Resenha: Vidas Secas - Graciliano Ramos



Vidas Secas representa uma verdadeira síntese do que foi a Segunda Fase do Modernismo no Brasil. Época em que os escritores brasileiros preocuparam-se em evidenciar as mazelas do país, traçando um panorama da condição sócio política nacional. Temas como o coronelismo, a exploração humana, o abandono do Estado, e a falta de dignidade como princípio básico do direito humano são denunciados por meio de personagens periféricas que suportam as agruras de uma vida indigna e determinada por sua malfadada condição social.
A narrativa constituída em terceira pessoa e linguagem formal registra a fuga de uma família de retirantes que recorre a esmo o arrido sertão nordestino em busca de condições mínimas de sobrevivência. A hostilidade do ambiente e a ausência de vida marcam o drama desta via crucis percorrida por Fabiano, a esposa Sinhá Vitória, seus filhos, o menino mais velho o menino mais novo e a cadelinha Baleia.
Constituída de treze capítulos independentes a aleatoriedade em lê-los não prejudica o entendimento da obra que é uma das mais notáveis do escritor que de maneira simples e direta soube como poucos registrar a desumanidade dos “vencedores” frente aos vencidos num mundo onde o homem é lobo do próprio homem. Tal desumanidade torna Fabiano, segundo seus próprios e confusos pensamentos a se autodenominar um bicho ou mais propriamente um cabra, ou seja, alguém que não tendo condições de gozar de dignidade, como por exemplo, a apreensão do universo linguístico enquanto instrumento de defesa de seus direitos, decide se resignar a uma posição inferior e determinista como forma de resistência e estratégia de sobrevivência em face de sua situação marginalizada.
Um contraponto a Fabiano é a cachorrinha Baleia em sua caracterização quase humana expressa por atitudes e sentimentos que a elevam de sua condição animal e a torna imprescindível à família seja por meio da caça que lhes garante o alimento seja por sua companhia afável e compreensiva para com todos da família em especial ao menino mais velho que a toma por confidente e leal companheira.
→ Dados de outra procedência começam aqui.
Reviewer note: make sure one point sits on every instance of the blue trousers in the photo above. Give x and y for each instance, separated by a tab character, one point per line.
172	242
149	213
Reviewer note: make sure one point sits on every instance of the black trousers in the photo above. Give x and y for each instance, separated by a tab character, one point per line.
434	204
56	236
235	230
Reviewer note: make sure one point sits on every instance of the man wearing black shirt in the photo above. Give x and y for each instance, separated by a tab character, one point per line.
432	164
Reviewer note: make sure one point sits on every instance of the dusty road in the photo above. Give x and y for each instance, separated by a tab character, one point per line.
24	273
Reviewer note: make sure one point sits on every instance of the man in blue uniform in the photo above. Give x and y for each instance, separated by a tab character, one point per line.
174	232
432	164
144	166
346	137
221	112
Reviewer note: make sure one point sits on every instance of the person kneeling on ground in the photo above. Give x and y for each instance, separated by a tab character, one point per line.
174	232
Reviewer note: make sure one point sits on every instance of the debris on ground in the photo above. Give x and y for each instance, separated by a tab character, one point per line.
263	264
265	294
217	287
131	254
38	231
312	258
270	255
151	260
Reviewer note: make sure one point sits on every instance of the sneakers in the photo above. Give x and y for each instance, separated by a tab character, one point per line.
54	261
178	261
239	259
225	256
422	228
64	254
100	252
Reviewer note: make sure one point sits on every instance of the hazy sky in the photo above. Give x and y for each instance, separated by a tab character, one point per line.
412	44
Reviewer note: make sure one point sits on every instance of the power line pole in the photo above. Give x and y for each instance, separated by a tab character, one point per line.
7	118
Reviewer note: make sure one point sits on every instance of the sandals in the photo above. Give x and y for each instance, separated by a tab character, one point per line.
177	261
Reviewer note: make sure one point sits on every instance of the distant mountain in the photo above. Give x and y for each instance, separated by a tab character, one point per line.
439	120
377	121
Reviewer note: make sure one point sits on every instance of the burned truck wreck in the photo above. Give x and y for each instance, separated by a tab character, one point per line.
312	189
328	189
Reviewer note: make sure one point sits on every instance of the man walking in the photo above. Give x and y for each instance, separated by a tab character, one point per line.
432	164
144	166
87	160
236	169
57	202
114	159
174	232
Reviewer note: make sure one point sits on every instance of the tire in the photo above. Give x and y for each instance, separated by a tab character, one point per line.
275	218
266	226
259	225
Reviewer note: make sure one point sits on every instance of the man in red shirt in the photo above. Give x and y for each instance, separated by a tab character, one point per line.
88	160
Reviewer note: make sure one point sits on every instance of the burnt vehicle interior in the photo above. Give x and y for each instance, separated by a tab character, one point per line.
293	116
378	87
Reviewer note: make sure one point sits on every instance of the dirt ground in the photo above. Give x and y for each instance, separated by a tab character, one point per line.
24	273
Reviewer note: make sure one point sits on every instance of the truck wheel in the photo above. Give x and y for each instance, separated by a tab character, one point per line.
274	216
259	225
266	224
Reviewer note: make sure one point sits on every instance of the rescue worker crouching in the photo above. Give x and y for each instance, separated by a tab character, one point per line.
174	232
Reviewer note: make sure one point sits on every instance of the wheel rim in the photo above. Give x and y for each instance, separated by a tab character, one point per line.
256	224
É ela que vai a frente conduzindo a todos ou que fica e acompanha os que já não podem mais seguir que possui intuição e pressente de antemão aquilo que está por vir. 
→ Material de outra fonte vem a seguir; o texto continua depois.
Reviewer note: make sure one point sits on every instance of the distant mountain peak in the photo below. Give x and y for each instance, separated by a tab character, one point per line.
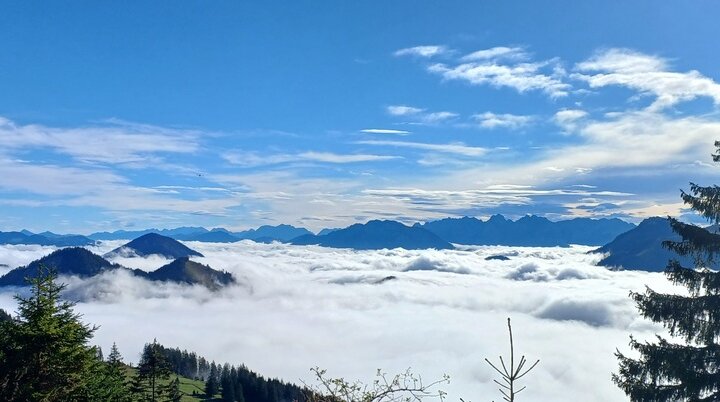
153	243
377	234
67	261
184	270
Sinhá Vitória sonha com coisas simples como, por exemplo, se esticar em uma cama de couro livrando-se da cama de varas e seu desconforto habitual, o desejo por algo tão simples nos revela o tamanho da precariedade enfrentada pela família que se lhes é dado o direito ao trabalho exploratório pelo dono das terras, não se lhes é permitido sequer o descanso digno de quem labuta em prol do lucro do patrão.
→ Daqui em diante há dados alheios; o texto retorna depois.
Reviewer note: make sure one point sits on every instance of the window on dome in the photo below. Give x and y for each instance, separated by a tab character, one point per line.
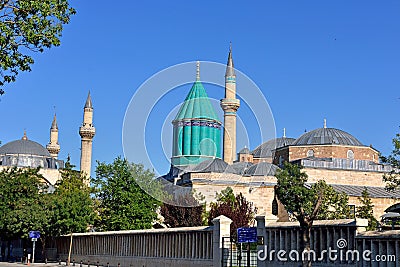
350	154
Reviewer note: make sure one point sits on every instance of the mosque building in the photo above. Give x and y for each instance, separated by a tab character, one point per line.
26	153
325	153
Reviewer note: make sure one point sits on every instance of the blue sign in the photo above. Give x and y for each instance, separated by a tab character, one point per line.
247	235
34	234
Os meninos crescerão, embora a narrativa não apresente tal fato, e serão como Fabiano, e seguirão fugindo, talvez cheguem à cidade, talvez venham a engrossar os cinturões da pobreza que circundam as grandes cidades deste país, mas fatalmente preservarão o estigma de suas vidas secas seja pela aridez e hostilidade de seu habitat seja por suas vidas ressecadas, mortas na ausência de dignidade e esperança.